Verity presents seven new search technology products in a lineup dubbed Search '97.

2 min read
Verity (VRTY) took the wraps off a new lineup of search engine technology called Search '97.

At the Seybold trade show in San Francisco today, the company introduced seven new products under the Search '97 brand, which supersede the company's current name for its family of products, Topic.

According to company officials, the new products feature improved graphical user interfaces, administration tools, and searching capabilities that are designed to make scouring the Internet and intranets easier. All of the Search '97 products will ship in the fourth quarter of this year.

"Search has been viewed by many as a good utility," said Anthony Bettencourt, vice president of marketing. "We are trying to transform it to more of a platform or application."

The Search '97 family includes the following products:

--Search '97 Personal, which lets Windows 3.1, 95, and NT users search their hard disks or intranets. The product will also allow users to search the Internet by piggybacking on global Net search engines such as Yahoo and Lycos.

--Search '97 Information Server, a Unix and Windows NT search engine, which is designed for individual Web sites. The server also include a program, called a "spider", for indexing other Web sites.

--Search '97 Agent Server and Agent Server Toolkit, a server and development tool, which adds agent capabilities to a Web site. The agents monitor news sources and databases to update users via email, the Web, pager, or cellular phone when new information is found.

--Search' 97 Developer Toolkit 2.0, a programmers tool, which adds search capabilities, including summarization and clustering capabilities, to any application.

--Search '97 Personal for Exchange, a search engine which queries personal and private folders on Microsoft Exchange Servers.

At today's announcement, Verity also outlined the direction of future Verity search products, which will be designed to query more effectively what officials called "corporate memory." Whereas, current search tools locate documents for users, future search engines will allow users to pinpoint information and to extract relationships between disparate kinds of data, said Phillipe Courtot, CEO of Verity.

"Our next challenge is not to go to documents anymore but to information," Courtot said. "Verity is currently working on that problem."
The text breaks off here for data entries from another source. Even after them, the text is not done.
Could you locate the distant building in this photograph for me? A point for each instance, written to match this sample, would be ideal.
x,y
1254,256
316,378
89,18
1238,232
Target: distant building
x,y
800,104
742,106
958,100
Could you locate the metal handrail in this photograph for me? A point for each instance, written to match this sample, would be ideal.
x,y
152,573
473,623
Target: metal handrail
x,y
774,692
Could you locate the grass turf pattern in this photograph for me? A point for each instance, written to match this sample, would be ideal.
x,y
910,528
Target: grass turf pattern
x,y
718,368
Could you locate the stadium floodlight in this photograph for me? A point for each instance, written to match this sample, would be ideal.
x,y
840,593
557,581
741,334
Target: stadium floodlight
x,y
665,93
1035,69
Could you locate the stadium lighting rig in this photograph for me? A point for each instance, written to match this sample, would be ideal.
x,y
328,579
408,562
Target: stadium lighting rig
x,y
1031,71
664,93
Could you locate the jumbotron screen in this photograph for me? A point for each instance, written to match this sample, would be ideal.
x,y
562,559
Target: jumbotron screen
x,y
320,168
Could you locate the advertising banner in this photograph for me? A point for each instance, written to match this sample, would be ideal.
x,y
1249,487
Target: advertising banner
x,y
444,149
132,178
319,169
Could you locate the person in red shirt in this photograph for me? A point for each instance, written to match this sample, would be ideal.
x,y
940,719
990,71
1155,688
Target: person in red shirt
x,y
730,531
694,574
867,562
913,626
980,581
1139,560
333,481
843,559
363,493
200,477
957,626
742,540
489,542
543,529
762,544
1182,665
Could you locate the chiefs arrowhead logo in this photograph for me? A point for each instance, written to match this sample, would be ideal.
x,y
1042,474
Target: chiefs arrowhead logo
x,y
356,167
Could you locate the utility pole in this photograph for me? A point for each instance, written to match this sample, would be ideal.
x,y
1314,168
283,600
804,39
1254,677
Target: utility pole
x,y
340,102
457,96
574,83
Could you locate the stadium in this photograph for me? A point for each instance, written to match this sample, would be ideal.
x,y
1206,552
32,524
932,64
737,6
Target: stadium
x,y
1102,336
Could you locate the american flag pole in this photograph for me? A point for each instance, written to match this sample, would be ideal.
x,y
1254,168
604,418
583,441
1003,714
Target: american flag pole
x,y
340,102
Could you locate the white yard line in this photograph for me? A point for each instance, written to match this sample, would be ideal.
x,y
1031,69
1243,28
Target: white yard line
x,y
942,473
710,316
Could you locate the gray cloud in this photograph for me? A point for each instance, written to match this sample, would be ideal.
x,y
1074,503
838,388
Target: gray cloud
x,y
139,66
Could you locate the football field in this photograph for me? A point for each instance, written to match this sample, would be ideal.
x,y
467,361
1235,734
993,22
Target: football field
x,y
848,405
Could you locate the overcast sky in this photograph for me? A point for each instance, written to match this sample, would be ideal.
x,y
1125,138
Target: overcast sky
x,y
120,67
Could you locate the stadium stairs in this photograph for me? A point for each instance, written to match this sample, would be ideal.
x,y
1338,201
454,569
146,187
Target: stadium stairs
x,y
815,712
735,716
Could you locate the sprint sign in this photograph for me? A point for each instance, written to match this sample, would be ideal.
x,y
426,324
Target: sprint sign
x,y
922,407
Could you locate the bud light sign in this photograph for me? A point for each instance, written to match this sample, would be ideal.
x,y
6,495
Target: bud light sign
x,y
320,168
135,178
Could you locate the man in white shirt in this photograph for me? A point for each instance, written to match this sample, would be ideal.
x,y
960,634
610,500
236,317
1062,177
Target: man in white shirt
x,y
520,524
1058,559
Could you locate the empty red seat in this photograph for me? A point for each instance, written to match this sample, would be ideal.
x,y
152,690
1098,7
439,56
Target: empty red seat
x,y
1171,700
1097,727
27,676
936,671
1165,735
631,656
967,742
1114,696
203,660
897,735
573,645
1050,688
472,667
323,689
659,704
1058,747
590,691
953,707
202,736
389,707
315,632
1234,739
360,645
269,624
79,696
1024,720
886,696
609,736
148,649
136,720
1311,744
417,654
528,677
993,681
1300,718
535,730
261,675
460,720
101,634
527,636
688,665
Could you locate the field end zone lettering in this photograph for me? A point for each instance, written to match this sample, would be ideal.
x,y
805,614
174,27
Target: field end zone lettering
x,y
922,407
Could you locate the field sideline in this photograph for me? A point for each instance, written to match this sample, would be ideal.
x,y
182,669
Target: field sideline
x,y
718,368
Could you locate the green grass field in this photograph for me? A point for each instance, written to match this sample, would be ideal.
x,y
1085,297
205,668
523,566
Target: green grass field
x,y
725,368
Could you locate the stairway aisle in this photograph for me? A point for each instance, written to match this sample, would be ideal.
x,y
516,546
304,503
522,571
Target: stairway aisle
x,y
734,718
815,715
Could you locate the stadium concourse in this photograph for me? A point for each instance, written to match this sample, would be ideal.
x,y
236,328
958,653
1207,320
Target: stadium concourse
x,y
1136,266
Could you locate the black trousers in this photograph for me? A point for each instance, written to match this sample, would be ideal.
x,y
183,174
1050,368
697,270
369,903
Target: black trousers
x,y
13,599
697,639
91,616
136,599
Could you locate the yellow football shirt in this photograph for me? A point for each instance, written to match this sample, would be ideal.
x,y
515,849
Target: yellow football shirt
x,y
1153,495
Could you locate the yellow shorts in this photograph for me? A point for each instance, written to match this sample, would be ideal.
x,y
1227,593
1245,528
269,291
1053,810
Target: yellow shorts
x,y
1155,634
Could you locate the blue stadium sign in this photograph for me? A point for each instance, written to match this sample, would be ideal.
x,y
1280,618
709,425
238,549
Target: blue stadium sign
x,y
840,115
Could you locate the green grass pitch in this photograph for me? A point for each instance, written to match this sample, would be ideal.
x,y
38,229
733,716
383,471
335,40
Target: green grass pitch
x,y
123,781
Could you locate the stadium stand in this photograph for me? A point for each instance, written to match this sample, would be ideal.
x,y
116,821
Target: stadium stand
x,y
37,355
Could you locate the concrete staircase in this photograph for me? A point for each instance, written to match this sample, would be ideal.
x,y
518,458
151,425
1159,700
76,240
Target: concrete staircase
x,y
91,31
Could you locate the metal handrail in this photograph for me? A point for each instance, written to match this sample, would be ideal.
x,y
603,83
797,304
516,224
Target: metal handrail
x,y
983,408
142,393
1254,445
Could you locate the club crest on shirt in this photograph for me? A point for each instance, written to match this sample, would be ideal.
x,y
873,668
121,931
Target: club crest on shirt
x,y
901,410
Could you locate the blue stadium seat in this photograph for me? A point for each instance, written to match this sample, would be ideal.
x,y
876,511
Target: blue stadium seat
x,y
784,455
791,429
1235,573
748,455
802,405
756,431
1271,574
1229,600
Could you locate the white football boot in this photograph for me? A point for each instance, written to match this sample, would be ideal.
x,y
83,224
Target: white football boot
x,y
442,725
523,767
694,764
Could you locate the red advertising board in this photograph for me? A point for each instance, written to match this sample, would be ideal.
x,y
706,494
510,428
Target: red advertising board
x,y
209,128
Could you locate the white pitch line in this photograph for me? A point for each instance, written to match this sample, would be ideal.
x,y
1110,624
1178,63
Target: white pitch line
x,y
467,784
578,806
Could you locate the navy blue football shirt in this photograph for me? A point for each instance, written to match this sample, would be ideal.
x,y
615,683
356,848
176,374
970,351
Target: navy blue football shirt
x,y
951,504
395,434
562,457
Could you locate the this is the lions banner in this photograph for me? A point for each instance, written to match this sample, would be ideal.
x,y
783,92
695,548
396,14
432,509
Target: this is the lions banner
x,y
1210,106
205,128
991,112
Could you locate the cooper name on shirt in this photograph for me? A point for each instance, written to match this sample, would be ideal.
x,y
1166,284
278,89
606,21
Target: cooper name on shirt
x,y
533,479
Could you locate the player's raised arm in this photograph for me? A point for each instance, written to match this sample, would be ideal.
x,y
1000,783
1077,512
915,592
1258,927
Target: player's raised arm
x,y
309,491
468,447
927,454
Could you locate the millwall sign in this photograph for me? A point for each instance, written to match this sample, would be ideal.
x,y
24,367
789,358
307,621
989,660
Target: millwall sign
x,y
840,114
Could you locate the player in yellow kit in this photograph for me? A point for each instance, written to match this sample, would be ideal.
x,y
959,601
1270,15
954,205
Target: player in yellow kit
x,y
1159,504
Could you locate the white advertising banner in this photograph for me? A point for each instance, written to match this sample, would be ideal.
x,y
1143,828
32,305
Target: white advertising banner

If the new lineup impresses customers, it could provide a much-needed boost to Verity, which makes full-text search engines and agent technology for servers on the Net and on private networks.

Last week, the company said it expected to post a loss of $1.3 million, or 12 cents a share, for the three months ending August 31. That figure was lower than the loss of $436,000, or 21 cents a share, on a smaller number of shares for the same quarter a year ago. Nevertheless, the company's stock last week lost more than half of its value because of the gloomy financials.